This study aims to examine the barriers to integrating social enterprises (SEs) into social procurement in Botswana’s construction sector, where SE presence remains limited despite global growth. Adopting a multi-stakeholder lens, the study also proposes measures to enable SE inclusion.
Nineteen stakeholders, including SE representatives, procurement officials, contractors and policymakers, were interviewed using semi-structured protocols. Data were analyzed thematically using the Gioia methodology.
The study reveals two major categories of challenges: capacity and visibility constraints and structural deficiency in regulations.

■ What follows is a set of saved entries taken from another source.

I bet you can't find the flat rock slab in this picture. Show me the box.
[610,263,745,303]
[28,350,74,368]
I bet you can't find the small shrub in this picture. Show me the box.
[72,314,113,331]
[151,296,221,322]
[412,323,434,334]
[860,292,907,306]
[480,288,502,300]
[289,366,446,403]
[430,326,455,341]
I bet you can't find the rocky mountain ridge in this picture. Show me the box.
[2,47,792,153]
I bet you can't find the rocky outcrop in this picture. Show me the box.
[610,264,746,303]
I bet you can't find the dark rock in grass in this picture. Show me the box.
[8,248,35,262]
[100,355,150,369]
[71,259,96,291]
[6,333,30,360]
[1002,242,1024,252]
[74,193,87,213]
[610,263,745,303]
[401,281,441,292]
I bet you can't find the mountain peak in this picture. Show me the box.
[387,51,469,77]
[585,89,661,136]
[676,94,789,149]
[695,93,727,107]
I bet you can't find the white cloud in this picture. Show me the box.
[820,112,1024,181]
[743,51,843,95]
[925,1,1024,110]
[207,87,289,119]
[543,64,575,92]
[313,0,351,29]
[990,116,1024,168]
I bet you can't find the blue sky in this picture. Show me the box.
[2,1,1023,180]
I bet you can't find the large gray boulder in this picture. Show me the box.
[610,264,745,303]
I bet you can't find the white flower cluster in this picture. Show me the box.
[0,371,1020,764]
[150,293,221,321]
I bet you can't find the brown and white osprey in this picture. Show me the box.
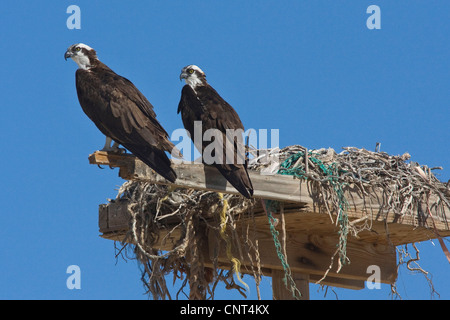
[65,43,179,182]
[178,65,254,198]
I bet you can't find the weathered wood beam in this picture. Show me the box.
[91,151,450,235]
[207,213,397,285]
[90,151,312,204]
[100,201,397,288]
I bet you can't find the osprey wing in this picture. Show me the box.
[76,67,177,182]
[178,84,253,198]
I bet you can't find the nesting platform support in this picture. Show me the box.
[90,151,450,300]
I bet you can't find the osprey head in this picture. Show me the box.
[180,65,207,89]
[64,43,97,70]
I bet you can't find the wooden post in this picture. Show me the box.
[272,270,310,300]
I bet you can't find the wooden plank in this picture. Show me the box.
[98,189,450,247]
[90,151,311,204]
[209,214,397,284]
[99,201,182,251]
[89,151,136,168]
[99,214,366,291]
[99,202,129,233]
[100,201,397,287]
[90,151,450,234]
[99,227,367,290]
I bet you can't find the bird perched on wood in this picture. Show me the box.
[65,43,180,182]
[178,65,253,198]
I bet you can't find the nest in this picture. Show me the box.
[115,182,256,299]
[255,145,450,225]
[111,145,450,299]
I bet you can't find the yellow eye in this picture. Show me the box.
[75,47,81,52]
[188,69,194,74]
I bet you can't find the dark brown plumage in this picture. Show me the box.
[178,65,253,198]
[65,43,178,182]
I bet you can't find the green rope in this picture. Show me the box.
[263,200,301,299]
[324,162,350,268]
[278,151,350,268]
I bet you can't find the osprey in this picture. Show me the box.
[178,65,254,198]
[65,43,179,182]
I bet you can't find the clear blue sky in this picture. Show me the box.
[1,1,449,300]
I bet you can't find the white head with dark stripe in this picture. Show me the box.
[64,43,98,70]
[180,65,207,89]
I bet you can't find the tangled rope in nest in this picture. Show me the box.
[111,145,450,299]
[255,145,449,226]
[115,182,256,299]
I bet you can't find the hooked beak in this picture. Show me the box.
[64,50,73,61]
[179,72,188,81]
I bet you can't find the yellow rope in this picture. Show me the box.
[160,185,176,202]
[218,192,249,292]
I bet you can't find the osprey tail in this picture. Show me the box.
[215,164,254,199]
[124,144,177,183]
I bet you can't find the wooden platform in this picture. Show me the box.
[90,151,450,298]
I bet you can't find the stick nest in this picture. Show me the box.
[110,145,450,300]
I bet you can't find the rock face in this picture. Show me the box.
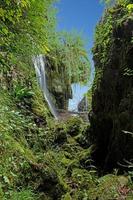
[78,96,88,112]
[90,3,133,171]
[45,57,72,110]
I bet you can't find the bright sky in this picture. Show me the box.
[56,0,104,110]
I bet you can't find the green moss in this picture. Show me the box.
[92,1,133,95]
[61,193,72,200]
[31,81,50,119]
[0,90,132,199]
[87,89,92,112]
[65,117,86,136]
[88,174,130,200]
[9,189,39,200]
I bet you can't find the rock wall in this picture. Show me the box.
[45,56,72,110]
[90,2,133,171]
[78,96,88,112]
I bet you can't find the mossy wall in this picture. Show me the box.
[89,1,133,170]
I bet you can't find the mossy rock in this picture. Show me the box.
[54,128,67,146]
[88,174,130,200]
[71,168,96,189]
[65,117,85,136]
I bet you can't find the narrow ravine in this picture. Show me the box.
[0,0,133,199]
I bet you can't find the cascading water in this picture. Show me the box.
[33,55,59,119]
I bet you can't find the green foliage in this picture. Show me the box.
[123,68,133,76]
[102,0,133,7]
[92,12,113,68]
[9,189,38,200]
[0,87,132,199]
[0,0,56,70]
[0,0,133,199]
[0,0,90,106]
[14,85,34,100]
[92,0,133,93]
[48,31,90,84]
[88,174,133,200]
[127,3,133,12]
[117,0,133,6]
[62,193,72,200]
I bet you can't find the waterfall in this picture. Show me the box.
[33,55,59,119]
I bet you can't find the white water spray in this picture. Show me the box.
[33,55,58,119]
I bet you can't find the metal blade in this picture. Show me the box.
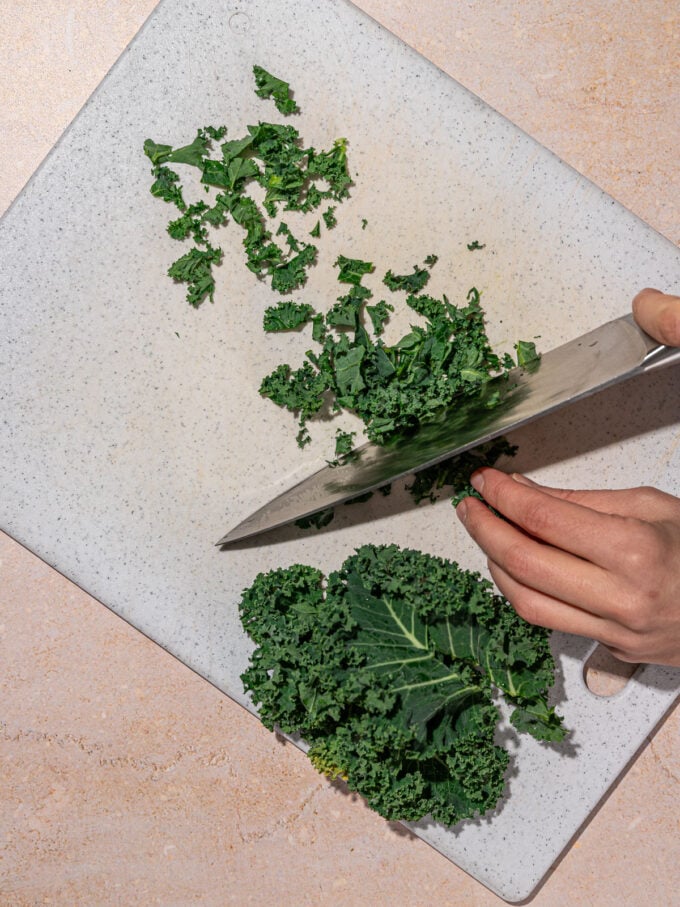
[218,315,676,544]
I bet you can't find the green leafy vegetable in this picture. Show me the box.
[261,263,518,450]
[322,206,337,229]
[167,244,222,307]
[263,301,316,332]
[239,543,565,826]
[333,428,357,460]
[467,240,486,251]
[407,438,517,505]
[334,255,375,286]
[145,68,353,305]
[383,264,430,294]
[253,64,300,115]
[515,339,541,370]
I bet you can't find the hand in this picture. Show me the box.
[455,469,680,666]
[632,287,680,346]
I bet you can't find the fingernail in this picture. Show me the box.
[455,498,468,524]
[470,470,484,492]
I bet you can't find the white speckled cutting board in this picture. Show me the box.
[1,0,679,900]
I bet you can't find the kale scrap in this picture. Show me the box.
[239,543,566,827]
[259,256,521,449]
[144,68,352,306]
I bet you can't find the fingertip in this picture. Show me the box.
[632,287,680,346]
[469,469,485,493]
[455,497,469,524]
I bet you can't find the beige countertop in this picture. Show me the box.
[1,2,678,904]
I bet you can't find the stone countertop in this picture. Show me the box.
[1,2,678,905]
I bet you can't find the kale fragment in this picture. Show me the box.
[145,68,352,305]
[253,64,300,115]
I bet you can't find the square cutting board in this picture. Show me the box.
[1,0,679,900]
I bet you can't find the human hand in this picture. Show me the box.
[633,288,680,346]
[455,469,680,666]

The capacity and visibility gap includes a lack of awareness, limited visibility, performance limitations and financial constraint, while structural deficiency in regulations encompasses gaps in monitoring and accountability mechanisms, limited policy and regulatory support and unsupportive legal framework for SEs. In addition, the findings revealed a third theme focusing on strengthening institutional support. This theme includes recommendations such as capacity building, increased publicity, the establishment of an oversight body, regulatory reforms and the implementation of preferential treatment.

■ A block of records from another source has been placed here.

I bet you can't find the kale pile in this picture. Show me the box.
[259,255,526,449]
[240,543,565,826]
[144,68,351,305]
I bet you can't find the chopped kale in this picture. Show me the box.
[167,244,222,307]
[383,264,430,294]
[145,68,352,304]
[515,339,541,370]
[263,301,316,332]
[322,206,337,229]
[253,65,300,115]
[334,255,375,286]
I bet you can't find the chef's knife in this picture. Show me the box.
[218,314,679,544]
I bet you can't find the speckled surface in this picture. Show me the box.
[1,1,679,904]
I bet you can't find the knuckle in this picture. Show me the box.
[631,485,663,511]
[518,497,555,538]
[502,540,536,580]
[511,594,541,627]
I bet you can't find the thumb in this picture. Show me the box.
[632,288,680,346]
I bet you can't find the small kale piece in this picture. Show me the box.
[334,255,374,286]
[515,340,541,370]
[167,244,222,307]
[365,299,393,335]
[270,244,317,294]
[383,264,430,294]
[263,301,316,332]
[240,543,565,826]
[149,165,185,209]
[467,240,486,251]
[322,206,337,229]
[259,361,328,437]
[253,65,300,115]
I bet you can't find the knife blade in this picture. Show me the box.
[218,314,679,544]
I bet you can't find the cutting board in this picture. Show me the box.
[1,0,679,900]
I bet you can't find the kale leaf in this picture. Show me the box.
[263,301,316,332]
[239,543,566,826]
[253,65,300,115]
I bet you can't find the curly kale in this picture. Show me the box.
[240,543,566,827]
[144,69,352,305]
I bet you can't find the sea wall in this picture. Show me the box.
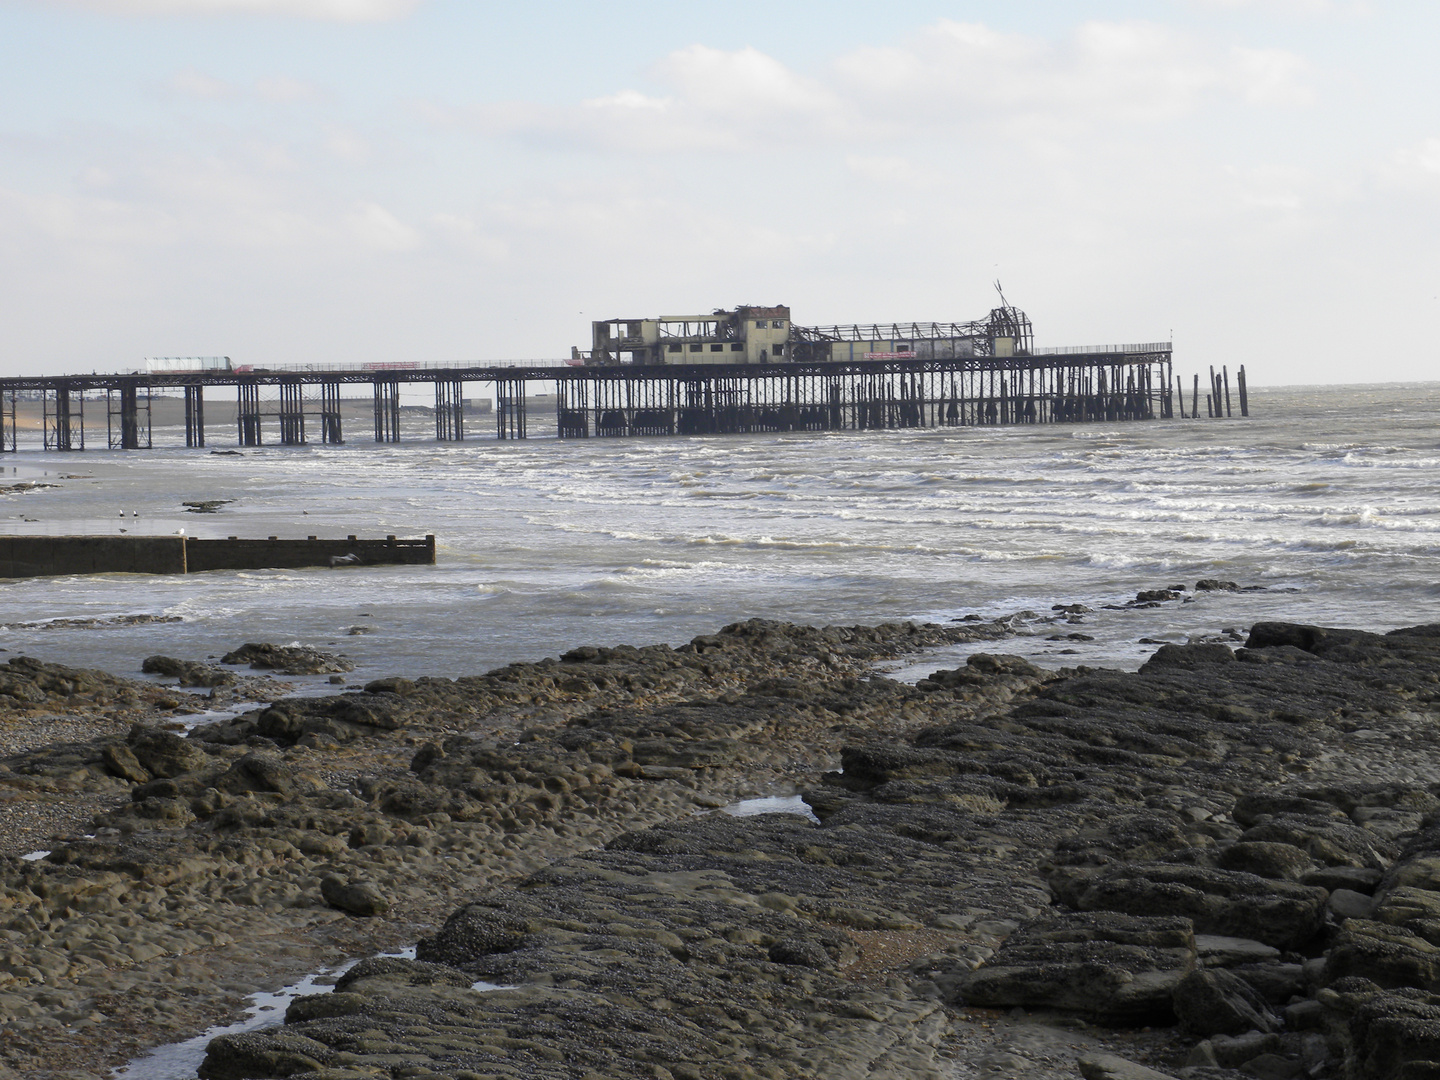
[0,534,434,579]
[184,535,435,573]
[0,535,187,578]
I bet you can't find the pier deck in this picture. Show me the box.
[0,347,1248,451]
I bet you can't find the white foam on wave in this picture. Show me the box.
[9,384,1440,681]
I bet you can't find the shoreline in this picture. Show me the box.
[0,613,1438,1078]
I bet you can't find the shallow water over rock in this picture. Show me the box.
[722,793,820,823]
[111,947,417,1080]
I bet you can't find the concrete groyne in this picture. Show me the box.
[0,534,434,579]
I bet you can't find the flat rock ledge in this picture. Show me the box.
[4,617,1440,1079]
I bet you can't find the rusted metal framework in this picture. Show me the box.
[278,380,306,446]
[106,384,151,450]
[552,351,1170,437]
[373,379,401,443]
[184,385,205,448]
[496,377,526,440]
[0,388,15,453]
[237,381,262,446]
[789,307,1033,362]
[320,382,343,444]
[435,379,464,442]
[42,382,83,451]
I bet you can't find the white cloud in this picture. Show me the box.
[1229,46,1314,105]
[323,128,369,161]
[1,145,328,253]
[1189,0,1369,13]
[1396,138,1440,176]
[169,67,233,99]
[845,155,924,186]
[347,201,420,251]
[834,19,1313,128]
[38,0,422,21]
[430,213,508,260]
[256,75,322,103]
[0,185,181,247]
[437,20,1313,156]
[650,45,837,123]
[1381,138,1440,192]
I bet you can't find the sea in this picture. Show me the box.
[1,381,1437,690]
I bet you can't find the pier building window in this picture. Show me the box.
[667,344,681,353]
[773,344,785,356]
[730,343,743,351]
[755,320,767,328]
[711,343,724,352]
[690,343,703,352]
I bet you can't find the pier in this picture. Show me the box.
[0,347,1245,452]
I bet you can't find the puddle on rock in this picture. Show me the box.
[721,794,819,824]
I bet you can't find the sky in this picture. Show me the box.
[0,0,1436,385]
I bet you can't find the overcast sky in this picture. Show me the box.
[1,0,1435,384]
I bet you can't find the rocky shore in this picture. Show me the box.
[2,609,1440,1079]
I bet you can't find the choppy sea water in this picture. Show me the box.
[0,382,1436,685]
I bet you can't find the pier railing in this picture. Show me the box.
[126,358,576,376]
[1034,343,1172,356]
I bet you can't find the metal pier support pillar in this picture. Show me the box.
[557,377,589,438]
[44,381,82,451]
[1,388,15,452]
[496,377,526,439]
[320,381,343,444]
[107,384,151,450]
[184,385,205,448]
[435,379,464,441]
[278,379,306,445]
[237,381,262,446]
[373,378,401,442]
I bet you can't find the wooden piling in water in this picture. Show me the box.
[1223,366,1233,418]
[1237,365,1249,417]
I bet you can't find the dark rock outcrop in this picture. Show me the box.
[954,912,1196,1021]
[220,643,354,675]
[7,615,1440,1080]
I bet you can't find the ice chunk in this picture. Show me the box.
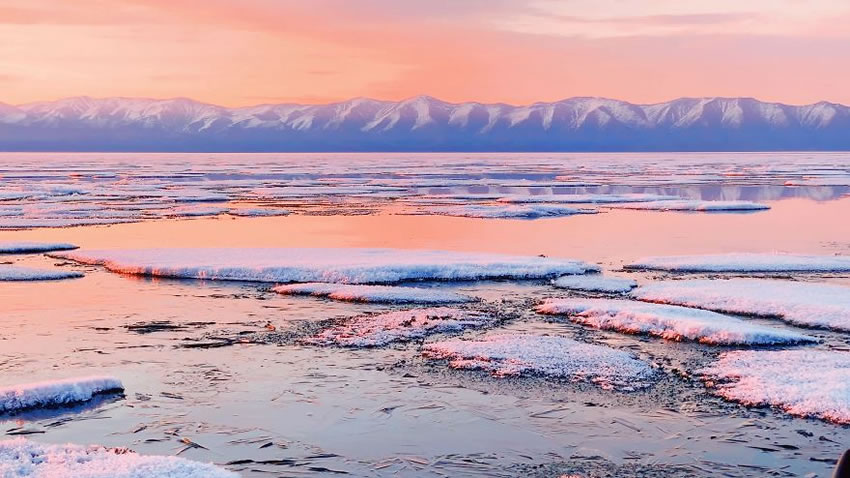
[0,376,123,414]
[0,438,237,477]
[273,283,473,304]
[699,350,850,424]
[537,298,814,345]
[421,204,597,219]
[0,265,83,281]
[498,193,680,204]
[0,242,78,254]
[626,253,850,272]
[632,278,850,331]
[305,307,493,347]
[167,206,227,217]
[226,208,290,217]
[423,333,654,390]
[608,200,769,211]
[552,275,637,293]
[55,248,597,284]
[0,218,136,229]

This study focuses on Botswana’s construction sector and uses a qualitative approach, which may limit generalizability. Future research should use quantitative methods and explore other sectors and African contexts to enhance broader applicability.
This study presents a rare empirical analysis of social enterprise integration in social procurement across sub-Saharan Africa, enhancing theoretical insights into inclusive procurement while proposing practical policy recommendations for developing regions.